If a dream retold is true to the experience, it will almost certainly make a boring read. William Burroughs admits this from the outset: he asks why dreams are so often dull when related, and answers, ‘No context … like a stuffed animal set on the floor of a bank.’ That context is the dreamer’s waking life, and fortunately Burroughs’s life is well enough documented to make his dreams more readable than they might otherwise be. This is, more than most, a dream book à clef If you know the life, then My Education provides not so much a revelation as a sometime prurient thrill of recognition. Burroughs encounters a gruesomely deformed rich boy covered in black fuzz and with a penis ‘like old rotten wood or porous stone’ – ‘His name, it seems, is Allen.’ Ginsberg presumably, if we hadn’t already guessed it from the fuzz.
Burroughs seems to suggest, however, that his dreams are more packed with emotive charge than the common run. Two dreams offered at the beginning – ‘quite as real as waking life’ – turn out to be the usual banal mix of flying and strange encounters. Most of Burroughs’s visions, related in an almost unbroken, monotonous chain, are undistinguished examples of the genre. The only interesting thread is the recurrence – as you’d expect from such a peripatetic subject as Burroughs – of impersonal spaces of transit, such as stations and hotels, and the tendency to rationalise it all by locating many dreams in his own mythical Land of the Dead.
The title shouldn’t mislead you into thinking this is in any way a conventional autobiography. Rather, it is more marginalia to the body of Burroughs’s work, and that could be said for just about any book of his. It seems to have been assembled in a manner tortuous even by his standards, with four people acknowledged as having edited, transcribed or otherwise encouraged what must have been an unusually diffuse selection of material. What becomes clear in the fragmentary result is that a Burroughs dream book is at once redundant and contradictory: redundant because all his books read like assemblages of dreams; and contradictory because to reduce his luridly austere tableaux by labelling them flatly as dreams distorts Burroughs’s very peculiarity as a writer. The power of his work lies in the way that it allows no clear demarcation between veiled autobiography, dream and the material act of writing; we are rarely sure which of these zones we are in, and when we are sure, we never know how long we will be allowed to stay in it. My Education only rarely allows us such indeterminacy.
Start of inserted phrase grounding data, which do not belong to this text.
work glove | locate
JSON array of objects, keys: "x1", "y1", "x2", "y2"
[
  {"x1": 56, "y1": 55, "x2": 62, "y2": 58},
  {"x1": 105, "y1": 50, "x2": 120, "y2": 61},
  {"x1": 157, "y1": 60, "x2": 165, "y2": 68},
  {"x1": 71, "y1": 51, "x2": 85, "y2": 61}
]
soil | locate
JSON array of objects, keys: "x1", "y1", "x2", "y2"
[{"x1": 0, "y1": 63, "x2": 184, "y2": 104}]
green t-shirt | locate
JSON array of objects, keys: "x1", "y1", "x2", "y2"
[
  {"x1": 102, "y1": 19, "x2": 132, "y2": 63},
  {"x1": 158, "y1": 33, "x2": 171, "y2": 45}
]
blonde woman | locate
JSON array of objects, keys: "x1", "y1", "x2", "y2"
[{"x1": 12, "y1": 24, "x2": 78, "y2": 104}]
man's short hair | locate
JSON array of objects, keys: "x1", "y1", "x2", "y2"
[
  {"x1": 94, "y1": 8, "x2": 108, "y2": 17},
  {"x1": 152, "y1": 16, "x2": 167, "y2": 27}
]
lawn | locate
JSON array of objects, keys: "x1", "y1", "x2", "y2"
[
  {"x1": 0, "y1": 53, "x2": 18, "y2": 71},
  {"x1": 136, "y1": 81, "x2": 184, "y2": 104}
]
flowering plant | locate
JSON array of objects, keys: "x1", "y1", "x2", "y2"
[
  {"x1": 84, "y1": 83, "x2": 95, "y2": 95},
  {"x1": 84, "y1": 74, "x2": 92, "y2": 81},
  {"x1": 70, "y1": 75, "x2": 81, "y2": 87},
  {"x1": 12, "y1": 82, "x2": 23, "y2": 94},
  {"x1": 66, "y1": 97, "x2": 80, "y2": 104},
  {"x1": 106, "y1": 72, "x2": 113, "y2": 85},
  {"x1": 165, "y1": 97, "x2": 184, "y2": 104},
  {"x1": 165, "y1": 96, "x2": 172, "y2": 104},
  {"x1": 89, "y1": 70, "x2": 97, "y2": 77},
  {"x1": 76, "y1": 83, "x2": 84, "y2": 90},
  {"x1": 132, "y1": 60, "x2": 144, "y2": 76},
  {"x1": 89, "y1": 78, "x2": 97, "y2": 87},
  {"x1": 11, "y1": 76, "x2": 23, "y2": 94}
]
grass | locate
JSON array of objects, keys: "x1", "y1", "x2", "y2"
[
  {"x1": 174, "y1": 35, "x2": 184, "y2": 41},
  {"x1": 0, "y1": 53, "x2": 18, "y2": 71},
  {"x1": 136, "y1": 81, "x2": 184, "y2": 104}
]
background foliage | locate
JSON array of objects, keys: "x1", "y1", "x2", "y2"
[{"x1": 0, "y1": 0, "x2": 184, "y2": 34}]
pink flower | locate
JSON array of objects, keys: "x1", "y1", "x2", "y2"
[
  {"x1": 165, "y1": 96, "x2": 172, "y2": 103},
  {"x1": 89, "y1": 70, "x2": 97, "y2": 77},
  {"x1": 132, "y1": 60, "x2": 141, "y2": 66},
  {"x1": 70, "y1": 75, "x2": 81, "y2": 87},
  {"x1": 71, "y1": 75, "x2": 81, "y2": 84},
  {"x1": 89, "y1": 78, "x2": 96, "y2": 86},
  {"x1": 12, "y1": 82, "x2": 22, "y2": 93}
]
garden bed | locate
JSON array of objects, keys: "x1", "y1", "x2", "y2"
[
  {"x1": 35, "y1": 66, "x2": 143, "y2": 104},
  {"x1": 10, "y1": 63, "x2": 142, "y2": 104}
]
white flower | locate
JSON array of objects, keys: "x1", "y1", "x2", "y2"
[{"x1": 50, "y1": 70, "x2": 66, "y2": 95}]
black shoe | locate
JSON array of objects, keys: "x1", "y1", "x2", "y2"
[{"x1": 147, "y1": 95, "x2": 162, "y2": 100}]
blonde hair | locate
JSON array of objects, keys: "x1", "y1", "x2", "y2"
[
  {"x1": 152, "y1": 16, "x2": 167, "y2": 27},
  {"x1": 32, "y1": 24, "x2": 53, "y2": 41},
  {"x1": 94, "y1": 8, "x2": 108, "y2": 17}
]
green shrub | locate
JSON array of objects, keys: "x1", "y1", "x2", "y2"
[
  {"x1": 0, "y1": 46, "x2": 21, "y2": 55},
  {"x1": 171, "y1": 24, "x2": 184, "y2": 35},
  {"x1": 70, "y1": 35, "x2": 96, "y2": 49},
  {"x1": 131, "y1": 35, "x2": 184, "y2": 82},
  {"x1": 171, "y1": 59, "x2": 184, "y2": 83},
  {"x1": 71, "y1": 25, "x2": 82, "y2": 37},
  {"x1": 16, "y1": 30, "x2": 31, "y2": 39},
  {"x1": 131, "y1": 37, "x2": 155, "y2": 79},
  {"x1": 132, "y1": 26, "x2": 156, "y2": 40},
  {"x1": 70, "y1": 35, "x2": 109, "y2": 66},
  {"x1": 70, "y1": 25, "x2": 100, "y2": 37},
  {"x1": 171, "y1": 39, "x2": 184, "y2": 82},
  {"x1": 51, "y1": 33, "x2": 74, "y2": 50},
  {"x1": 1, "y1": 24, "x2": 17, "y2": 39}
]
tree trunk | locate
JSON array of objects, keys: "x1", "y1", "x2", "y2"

A central strategy of avant-garde writing has been to terrorise the reader by spiking literature with sudden bursts of dream; the most startling thing in My Education, as in much of Burroughs’s work, is when literature erupts into dream – when we suddenly stumble on a reference to something as reassuringly stodgy as Lord Jim or Saki’s The Unbearable Bassington. Burroughs has so convincingly masqueraded as a fully fledged Martian that it comes as a shock to realise he is not only a writer but a reader too. Indeed, the book’s best passages are the ones where Burrough is not recording but adopting different, writerly voices – slipping into his famously scabrous black comedy routines, or unexpectedly heartfelt-seeming meditations on incapacity, death and the writer’s junk-like dependence on dreams. These passages are far more powerful than the litany of encounters with cats, lizards and metamorphosing centipedes, although, it must be said, a bleakly lyrical description of a lake of piss ranks with Burroughs’s best.
I think it is in The Western Lands that Burroughs refers to an Amazonian tribe who recount their dreams in order to forget them. Here, too, Burroughs mentions a theory of dreams as ‘neural house-cleaning’, and it inevitably seems that this book – which will quite probably be Burroughs’s last – is just such a clearing-out of loose impedimenta, a mental bonfire. My Education is an attic’s worth of dusty, often dreary clutter, but if you’re prepared to sift, there are some extraordinary alien wonders in it. The last words are: ‘Can I get it all straight?’ It is heartening that Burroughs ends with a question mark that keeps the future open, and really rather heartening too that he doesn’t get it straight at all.